Telepresence: Integrating Shared Task and Person Spaces
William A. S. Buxton
Computer Systems research Institute
University of Toronto
Toronto, Ontario, Canada M5S 1A4
Abstract
From a technological and human perspective, shared space in remote collaboration has tended to focus on shared space of either the people or the task. The former would be characterized by traditional video/teleconferencing or videophones. The latter could be characterized by synchronous computer conferencing or groupware.
The focus of this presentation is the area where these two spaces meet and are integrated into what could be characterized as video-enhanced computer conferencing or computer-enhanced video conferencing.

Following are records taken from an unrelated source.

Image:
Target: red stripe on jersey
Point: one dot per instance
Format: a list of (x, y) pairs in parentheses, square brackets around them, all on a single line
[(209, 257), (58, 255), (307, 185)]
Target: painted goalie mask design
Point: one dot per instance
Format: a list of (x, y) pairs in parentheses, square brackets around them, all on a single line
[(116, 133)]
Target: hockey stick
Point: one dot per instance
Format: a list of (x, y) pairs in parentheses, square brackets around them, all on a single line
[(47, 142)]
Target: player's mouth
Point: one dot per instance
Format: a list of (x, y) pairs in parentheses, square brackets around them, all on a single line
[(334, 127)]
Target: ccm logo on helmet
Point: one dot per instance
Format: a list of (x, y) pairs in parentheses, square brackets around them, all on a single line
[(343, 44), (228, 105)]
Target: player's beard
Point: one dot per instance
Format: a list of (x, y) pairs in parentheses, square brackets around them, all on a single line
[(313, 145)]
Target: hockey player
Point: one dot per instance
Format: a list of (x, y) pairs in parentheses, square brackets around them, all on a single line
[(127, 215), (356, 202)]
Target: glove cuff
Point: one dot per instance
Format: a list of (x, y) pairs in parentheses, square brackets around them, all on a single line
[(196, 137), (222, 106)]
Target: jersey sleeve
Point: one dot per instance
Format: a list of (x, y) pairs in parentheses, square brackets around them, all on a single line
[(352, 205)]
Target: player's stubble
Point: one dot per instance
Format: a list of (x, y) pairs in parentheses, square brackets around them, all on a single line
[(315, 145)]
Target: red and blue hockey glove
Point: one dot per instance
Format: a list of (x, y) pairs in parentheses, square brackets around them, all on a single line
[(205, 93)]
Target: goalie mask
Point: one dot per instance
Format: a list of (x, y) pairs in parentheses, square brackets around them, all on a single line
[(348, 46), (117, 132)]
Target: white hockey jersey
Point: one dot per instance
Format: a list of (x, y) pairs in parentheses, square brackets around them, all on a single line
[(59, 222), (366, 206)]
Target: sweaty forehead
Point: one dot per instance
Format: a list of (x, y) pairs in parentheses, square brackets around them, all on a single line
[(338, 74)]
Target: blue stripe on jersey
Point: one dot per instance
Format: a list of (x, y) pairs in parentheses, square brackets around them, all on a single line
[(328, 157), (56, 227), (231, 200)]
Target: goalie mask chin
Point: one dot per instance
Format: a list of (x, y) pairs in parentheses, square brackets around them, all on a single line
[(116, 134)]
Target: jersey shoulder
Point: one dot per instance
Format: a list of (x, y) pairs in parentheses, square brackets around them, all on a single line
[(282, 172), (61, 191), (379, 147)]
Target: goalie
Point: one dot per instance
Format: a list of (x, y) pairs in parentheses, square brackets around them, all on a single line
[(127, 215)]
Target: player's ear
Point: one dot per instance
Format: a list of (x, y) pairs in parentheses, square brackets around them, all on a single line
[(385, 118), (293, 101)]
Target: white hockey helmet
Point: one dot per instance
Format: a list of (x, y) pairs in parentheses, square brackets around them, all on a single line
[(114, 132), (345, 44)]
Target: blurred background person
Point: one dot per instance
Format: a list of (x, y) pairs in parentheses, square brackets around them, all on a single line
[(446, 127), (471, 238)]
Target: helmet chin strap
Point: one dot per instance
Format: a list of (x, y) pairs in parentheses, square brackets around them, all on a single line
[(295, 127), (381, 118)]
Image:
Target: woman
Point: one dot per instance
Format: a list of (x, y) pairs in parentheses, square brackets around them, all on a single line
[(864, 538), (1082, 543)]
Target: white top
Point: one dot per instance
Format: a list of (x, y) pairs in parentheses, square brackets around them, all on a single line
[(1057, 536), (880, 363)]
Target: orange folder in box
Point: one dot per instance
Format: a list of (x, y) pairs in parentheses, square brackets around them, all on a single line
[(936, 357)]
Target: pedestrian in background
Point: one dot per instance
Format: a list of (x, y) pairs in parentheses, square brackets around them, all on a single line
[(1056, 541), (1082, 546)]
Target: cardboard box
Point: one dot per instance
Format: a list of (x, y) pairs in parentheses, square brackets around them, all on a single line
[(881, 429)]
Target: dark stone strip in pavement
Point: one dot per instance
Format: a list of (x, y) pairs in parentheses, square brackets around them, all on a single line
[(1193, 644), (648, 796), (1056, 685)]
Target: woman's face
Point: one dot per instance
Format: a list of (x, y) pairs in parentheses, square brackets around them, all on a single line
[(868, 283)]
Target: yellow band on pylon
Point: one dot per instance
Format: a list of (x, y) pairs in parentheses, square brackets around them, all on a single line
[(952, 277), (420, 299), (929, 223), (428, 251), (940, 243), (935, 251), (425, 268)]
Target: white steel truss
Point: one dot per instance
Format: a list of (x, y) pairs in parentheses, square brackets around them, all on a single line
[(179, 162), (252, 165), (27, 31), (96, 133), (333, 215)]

From the behavioural perspective, the interest lies in how - in collaborative work - we make transitions between these two spaces. For example, in negotiating, the activity is mainly in the shared space of the participants themselves, where we are "reading" each other for information about trust and confidence. On the other hand, in preparing a budget using a shared electronic spreadsheet, for example, the visual channel is dominated by the task space.
How well systems affords natural transitions between these spaces will have a large impact on their usability, usefulness, and acceptance. Consequently, we investigate the design space and some of the issues affecting it.
Keywords: Human-computer interaction, CSCW, Videoconferencing, Groupware.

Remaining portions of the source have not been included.